On peut observer des kystes de réabsorption de la graisse (kyste de cytosteatonécrose) qui peuvent être palpables s’ils sont situés sous la peau.

L’aspect radiologique du tissu graisseux injecté dans les seins doit être contrôlé 3 mois après l’intervention. On pratique alors une mammographie numérisée et une imagerie par résonance magnétique.

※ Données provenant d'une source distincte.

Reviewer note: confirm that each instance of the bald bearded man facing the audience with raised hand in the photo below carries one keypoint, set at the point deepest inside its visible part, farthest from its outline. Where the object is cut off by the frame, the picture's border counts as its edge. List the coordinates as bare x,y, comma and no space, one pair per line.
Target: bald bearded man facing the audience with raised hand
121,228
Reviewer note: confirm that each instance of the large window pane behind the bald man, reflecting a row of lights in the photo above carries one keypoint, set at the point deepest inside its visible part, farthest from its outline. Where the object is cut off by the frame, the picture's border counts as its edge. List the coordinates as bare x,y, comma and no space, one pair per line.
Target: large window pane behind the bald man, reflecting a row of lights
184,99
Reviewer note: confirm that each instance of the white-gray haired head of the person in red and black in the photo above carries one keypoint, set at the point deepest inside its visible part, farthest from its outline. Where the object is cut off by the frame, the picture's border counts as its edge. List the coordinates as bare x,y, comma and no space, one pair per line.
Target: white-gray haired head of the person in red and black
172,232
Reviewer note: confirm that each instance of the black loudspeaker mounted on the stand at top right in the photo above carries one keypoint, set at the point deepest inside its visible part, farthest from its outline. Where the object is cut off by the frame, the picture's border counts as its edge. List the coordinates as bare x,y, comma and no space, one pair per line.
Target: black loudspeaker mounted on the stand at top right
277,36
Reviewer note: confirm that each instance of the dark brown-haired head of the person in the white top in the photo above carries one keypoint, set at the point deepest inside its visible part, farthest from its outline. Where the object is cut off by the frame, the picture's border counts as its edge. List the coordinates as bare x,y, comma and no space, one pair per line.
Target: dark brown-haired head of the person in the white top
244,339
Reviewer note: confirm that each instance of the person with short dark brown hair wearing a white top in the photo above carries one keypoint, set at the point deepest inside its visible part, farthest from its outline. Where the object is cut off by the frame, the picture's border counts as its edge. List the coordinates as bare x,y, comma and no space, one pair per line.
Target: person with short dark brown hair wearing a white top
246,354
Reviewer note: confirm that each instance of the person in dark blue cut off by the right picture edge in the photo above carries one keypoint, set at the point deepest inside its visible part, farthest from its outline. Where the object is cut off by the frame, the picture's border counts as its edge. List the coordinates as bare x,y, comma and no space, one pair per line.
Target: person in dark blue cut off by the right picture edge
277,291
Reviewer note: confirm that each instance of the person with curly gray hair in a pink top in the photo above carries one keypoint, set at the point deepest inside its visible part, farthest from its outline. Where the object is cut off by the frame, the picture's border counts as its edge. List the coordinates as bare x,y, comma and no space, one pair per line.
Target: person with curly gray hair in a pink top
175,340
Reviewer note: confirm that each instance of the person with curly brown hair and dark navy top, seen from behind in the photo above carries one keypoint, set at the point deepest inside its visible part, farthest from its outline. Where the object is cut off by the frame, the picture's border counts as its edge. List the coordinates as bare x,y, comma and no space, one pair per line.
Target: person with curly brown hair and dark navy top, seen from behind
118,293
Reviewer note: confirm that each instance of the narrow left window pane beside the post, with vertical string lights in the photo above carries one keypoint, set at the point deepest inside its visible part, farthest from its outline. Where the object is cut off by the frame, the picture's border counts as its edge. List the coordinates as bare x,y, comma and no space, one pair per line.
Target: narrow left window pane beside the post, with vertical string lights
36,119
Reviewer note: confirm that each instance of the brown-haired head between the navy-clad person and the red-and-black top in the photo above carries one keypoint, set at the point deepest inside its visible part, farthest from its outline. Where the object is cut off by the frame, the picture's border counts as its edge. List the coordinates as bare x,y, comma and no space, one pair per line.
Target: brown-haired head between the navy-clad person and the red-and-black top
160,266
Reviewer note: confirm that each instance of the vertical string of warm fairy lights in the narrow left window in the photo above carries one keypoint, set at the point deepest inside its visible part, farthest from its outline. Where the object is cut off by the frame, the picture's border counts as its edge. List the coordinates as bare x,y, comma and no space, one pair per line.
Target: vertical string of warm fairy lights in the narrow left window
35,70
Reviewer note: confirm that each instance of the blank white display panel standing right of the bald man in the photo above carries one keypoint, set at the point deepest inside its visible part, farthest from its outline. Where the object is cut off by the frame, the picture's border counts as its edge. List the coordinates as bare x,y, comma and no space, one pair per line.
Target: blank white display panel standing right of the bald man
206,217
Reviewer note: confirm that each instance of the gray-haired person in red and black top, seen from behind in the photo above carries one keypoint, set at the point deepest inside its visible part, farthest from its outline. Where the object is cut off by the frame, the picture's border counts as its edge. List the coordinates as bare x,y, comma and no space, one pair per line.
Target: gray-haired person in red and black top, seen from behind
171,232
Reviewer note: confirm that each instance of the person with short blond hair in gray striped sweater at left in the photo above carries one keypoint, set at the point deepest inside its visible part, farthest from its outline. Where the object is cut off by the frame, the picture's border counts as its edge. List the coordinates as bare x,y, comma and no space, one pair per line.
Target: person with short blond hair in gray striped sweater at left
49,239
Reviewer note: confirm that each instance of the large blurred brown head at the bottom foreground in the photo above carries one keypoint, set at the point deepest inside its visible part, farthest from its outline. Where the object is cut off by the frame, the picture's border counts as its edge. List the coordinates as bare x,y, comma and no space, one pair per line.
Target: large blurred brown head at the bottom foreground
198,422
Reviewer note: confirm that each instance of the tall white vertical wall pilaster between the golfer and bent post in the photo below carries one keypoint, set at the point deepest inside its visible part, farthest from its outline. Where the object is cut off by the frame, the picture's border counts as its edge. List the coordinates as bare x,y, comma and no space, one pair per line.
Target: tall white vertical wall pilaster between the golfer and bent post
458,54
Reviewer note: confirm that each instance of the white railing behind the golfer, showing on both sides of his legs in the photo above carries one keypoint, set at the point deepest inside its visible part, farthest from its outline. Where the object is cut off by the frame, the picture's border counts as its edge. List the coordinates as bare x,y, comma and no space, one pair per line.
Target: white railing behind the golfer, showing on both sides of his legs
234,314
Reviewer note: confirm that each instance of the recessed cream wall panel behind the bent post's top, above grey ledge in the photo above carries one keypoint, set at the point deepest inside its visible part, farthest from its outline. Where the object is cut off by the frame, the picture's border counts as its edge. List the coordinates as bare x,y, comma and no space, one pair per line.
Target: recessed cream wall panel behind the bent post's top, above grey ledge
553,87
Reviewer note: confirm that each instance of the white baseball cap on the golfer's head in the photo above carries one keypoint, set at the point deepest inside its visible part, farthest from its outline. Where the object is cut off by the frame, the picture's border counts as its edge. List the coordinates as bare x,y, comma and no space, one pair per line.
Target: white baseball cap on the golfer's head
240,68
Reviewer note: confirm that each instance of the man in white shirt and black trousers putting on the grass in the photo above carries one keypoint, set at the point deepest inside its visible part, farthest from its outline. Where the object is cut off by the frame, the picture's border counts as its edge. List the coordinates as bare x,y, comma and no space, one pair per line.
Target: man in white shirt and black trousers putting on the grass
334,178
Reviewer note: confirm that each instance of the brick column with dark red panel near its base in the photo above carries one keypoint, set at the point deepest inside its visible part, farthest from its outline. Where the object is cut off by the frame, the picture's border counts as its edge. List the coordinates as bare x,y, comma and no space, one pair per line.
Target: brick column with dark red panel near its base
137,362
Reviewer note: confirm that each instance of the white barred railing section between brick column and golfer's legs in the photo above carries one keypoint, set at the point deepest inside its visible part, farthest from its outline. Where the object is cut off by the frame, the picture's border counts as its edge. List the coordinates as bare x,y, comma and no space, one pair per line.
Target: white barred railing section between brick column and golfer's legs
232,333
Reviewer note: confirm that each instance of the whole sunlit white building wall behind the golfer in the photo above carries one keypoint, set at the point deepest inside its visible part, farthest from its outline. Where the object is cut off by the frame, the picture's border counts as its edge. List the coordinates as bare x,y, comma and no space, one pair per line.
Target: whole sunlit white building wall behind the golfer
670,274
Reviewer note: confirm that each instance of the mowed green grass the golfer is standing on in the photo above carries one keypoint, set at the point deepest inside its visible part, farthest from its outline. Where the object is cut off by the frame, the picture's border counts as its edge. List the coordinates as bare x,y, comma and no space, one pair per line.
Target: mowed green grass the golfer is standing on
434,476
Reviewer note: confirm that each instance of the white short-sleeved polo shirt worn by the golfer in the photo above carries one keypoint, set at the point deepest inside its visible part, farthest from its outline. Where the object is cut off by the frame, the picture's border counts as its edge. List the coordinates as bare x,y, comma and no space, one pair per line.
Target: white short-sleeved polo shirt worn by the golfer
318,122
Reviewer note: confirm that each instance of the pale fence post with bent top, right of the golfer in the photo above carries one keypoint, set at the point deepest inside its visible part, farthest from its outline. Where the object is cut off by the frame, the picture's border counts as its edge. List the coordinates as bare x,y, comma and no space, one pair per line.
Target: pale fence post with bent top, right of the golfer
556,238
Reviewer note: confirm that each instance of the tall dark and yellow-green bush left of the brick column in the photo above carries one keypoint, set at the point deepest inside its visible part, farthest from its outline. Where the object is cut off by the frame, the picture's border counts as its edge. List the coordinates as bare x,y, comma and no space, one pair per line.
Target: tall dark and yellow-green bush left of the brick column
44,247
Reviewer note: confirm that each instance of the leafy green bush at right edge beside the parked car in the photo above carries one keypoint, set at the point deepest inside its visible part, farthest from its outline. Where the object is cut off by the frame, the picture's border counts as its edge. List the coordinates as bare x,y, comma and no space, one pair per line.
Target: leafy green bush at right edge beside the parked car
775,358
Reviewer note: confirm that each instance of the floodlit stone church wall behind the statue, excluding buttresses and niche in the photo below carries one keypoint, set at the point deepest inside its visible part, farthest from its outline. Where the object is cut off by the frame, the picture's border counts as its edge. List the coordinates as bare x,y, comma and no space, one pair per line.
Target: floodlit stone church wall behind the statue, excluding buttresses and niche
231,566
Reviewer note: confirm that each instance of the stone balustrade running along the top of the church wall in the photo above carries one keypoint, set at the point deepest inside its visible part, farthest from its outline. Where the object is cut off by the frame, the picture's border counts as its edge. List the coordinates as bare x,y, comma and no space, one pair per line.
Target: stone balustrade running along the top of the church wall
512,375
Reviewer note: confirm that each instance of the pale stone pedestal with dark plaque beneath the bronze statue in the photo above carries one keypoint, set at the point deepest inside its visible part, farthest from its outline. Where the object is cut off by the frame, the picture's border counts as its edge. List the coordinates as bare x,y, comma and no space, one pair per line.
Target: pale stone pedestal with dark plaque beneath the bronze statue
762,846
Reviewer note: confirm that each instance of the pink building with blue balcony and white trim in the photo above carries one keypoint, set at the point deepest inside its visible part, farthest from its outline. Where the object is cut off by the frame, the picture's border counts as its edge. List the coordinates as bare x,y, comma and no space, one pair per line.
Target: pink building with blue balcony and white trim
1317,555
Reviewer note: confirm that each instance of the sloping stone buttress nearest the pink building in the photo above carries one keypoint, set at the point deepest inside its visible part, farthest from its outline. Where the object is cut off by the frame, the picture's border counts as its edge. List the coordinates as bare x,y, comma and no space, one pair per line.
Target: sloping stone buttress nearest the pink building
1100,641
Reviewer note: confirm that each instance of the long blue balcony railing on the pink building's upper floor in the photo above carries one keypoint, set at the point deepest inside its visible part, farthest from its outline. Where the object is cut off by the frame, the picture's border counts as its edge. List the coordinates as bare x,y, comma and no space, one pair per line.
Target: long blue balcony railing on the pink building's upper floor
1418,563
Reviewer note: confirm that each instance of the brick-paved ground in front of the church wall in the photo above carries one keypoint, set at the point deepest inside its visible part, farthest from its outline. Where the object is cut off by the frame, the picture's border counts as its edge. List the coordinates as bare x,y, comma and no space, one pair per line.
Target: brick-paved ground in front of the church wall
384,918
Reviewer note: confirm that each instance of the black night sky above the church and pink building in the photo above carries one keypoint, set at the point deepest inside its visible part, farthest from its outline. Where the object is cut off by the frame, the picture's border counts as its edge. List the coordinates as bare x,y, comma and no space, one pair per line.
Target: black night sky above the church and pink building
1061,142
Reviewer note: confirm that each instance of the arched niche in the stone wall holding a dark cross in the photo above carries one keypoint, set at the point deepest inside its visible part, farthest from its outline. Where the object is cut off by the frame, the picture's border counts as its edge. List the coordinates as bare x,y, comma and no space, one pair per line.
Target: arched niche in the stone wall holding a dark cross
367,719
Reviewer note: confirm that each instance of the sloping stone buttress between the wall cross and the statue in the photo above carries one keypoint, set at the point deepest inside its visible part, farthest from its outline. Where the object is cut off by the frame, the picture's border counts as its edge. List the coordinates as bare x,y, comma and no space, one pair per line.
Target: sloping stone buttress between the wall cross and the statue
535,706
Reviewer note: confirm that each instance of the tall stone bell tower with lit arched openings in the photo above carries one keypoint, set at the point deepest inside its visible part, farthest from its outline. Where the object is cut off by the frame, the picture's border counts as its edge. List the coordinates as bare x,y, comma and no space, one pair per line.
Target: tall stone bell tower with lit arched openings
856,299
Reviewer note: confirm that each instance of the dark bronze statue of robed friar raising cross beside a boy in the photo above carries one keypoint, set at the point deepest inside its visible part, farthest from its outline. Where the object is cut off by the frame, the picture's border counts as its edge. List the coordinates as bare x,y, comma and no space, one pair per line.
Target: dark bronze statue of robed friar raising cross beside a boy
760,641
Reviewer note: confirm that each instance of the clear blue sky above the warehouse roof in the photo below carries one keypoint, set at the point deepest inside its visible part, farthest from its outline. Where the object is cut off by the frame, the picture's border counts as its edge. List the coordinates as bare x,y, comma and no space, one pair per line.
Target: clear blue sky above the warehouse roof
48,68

Ce bilan servira de référence dans le dépistage ultérieur d’un éventuel cancer du sein.

Par ailleurs, le prélèvement de graisse présente les mêmes complications que la la liposuccion (phlébites, asymétries, vagues…).

Il est nécessaire de rappeler que la greffe de graisse purifiée a pris, c’est à dire à 1 mois, le volume et le résultat esthétique reste stable dans le temps, contrairement aux injections d’acide hyaluronique qui disparait dans un délai variant de 4 à 18 mois.

Pour résumer, l’injection de graisse est une chirurgie fiable avec très peu de complications qui nécessite souvent d’être répétée deux à trois fois afin d’obtenir le résultat souhaité.